Wednesday, December 17, 2008

Ads and Social Networking Sites Go Together Like Orange Juice and Toothpaste

Which is to say, people hate that combo. I came across a useful summary to that effect this morning:
Social Networking Sites and Advertising
Here's a summary for those of you who are too busy to, you know, read:
  • Consumers have a very low tolerance for online ads
  • 29.9% of visitors surveyed will immediately leave a site they see as cluttered with ads
  • Ads on social networking sites result in substantially fewer click-throughs, and even those who do click are less likely to make a purchase
  • Don't even think about charging customers for an ad-free site; they like that idea even less.
So what's to be done if you're running a social networking site? Frankly, there only appear to be three options (only one of which is good):
  1. Hope that your cash in the bank is enough to tide you over until advertisers are willing to pay a lot more for click-throughs (or until some marketing genius develops a much more clickable banner ad)
  2. Get really smart, really quickly, about contextually targeting your ad inventory to your visitors
  3. Forget about the idea of monetizing social networking, and figure out how to make that a side-project to your core business of selling something else
Overall, #3 has the best chance of success. At the very least, it's less dependent on brilliant flashes of insight; those things are great when you have them, but "we'll figure it out later" is a poor excuse for a business model (are you listening, Twitter?).

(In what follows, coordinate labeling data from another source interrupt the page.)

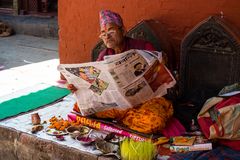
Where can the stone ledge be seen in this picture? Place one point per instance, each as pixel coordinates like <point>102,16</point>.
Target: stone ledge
<point>16,145</point>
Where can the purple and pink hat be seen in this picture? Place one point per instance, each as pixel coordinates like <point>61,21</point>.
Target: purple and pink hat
<point>107,16</point>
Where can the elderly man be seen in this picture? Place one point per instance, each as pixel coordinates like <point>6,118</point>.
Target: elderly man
<point>112,32</point>
<point>113,35</point>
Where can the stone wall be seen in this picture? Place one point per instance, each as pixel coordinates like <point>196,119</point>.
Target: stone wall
<point>79,25</point>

The bottom line in this scenario is not everything can be monetized. There are times in every person's life when you have your wallet out, and other times when you're simply not interested in spending money. Successful online businesses are likely to be the ones whose services most closely align with those "wallet-out" moments. Social networking sites are trying to swim against that tide, and will continue to do so as long as they're exclusively focused on social networking.

Looking into my crystal ball, here's what I forecast for Web 3.0: Facebook, MySpace, Twitter, Friendfeed, etc.: they will all go away (at least in their current forms). In their place will be a bunch of online businesses that incorporate social networking elements by default. Web 2.0 taught us how powerful the Web could be as a social mechanism, but it was a stop along the way, not a destination.